El taxista y yo íbamos callados, cada uno dentro de su cabeza. Dos cabezas, pensé, tan semejantes, y en las que sin embargo podrían anidar ansiedades dispares, lo mismo que en el interior de dos ataúdes idénticos podría haber difuntos diferentes. En esto iba pensando yo, en la cabeza como una despensa inagotable de inquietudes, cuando el taxista me miró a través del espejo retrovisor para decirme.

-Perdone que le haga esta pregunta: ¿Usted ha pensado alguna vez si es bueno?

-¿Si soy bueno?

-Sí, si tiene o no tiene bondad.

Callé unos instantes. Jamás me había hecho esa pregunta, pues daba por supuesto que sí, que era bueno, que tenía bondad.

-No sé -dije al fin-. Así, de forma consciente, no me lo he preguntado nunca.

-Yo tampoco -replicó él-, hasta esta mañana. Me he acordado, no sé por qué, de mi padre, que era un hombre muy bondadoso, y me he preguntado si me parezco un poco a él en eso.

-¿Y se parece?

-No, no me parezco. Vamos a ver, no es que sea malo de remate, pero tengo ese tipo de maldad que consiste en no haberme preguntado nunca si soy suficientemente bueno.
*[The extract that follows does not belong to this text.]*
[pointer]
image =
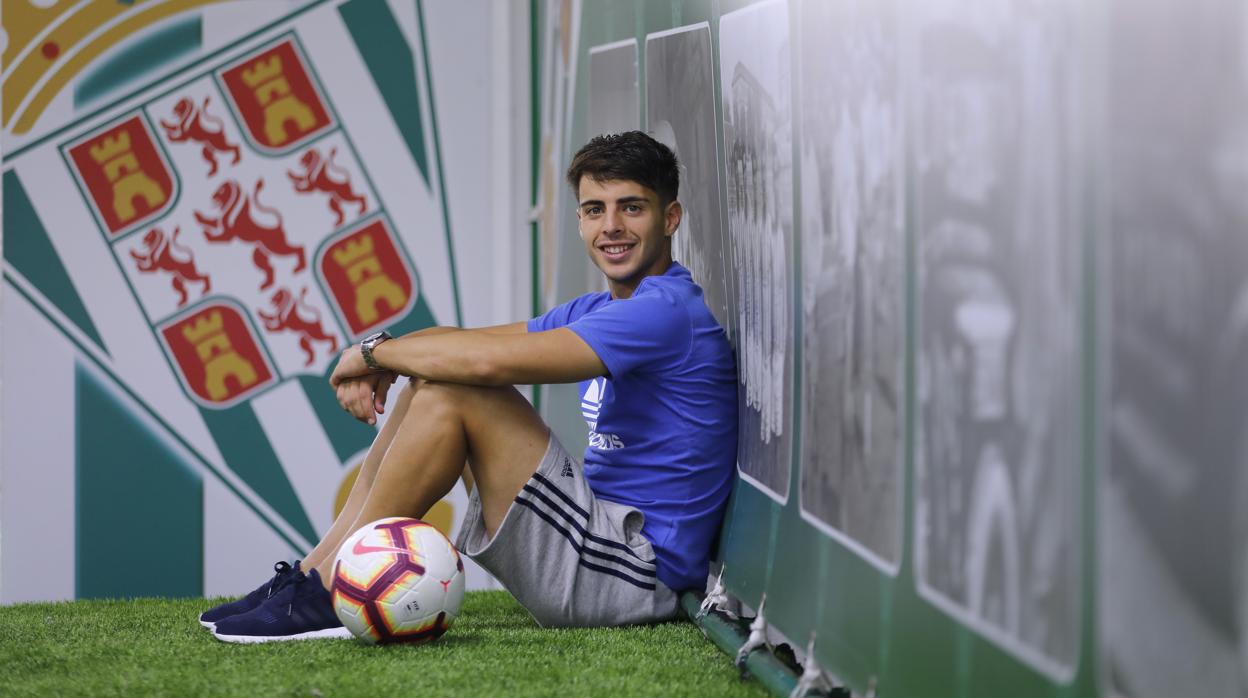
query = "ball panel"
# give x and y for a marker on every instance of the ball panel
(398, 580)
-Ese tipo de maldad nos afecta a todos, creo yo.

En esto, llegamos a destino y hubimos de suspender aquella rarísima conversación. Abandoné el taxi confundido por algo, no sabía por qué, hasta que me vino a la memoria un recuerdo muy antiguo: mi padre me había prometido un regalo si me portaba bien con mi madre mientras él emprendía un viaje de trabajo de varios días. A su vuelta, cuando le reclamé el regalo, me preguntó si había sido bueno y me exigió que le respondiera con sinceridad. Yo hice un breve examen de conciencia y deduje que había sido malo, pero decidí mentir.

-He sido bueno -dije.

Mi padre me dio el regalo y yo me retiré a mi habitación con grandes remordimientos de conciencia. El regalo, cuando abrí el paquete, resultó ser un diccionario. El diccionario que quizá me hizo escritor a partir de aquella mentira fundacional.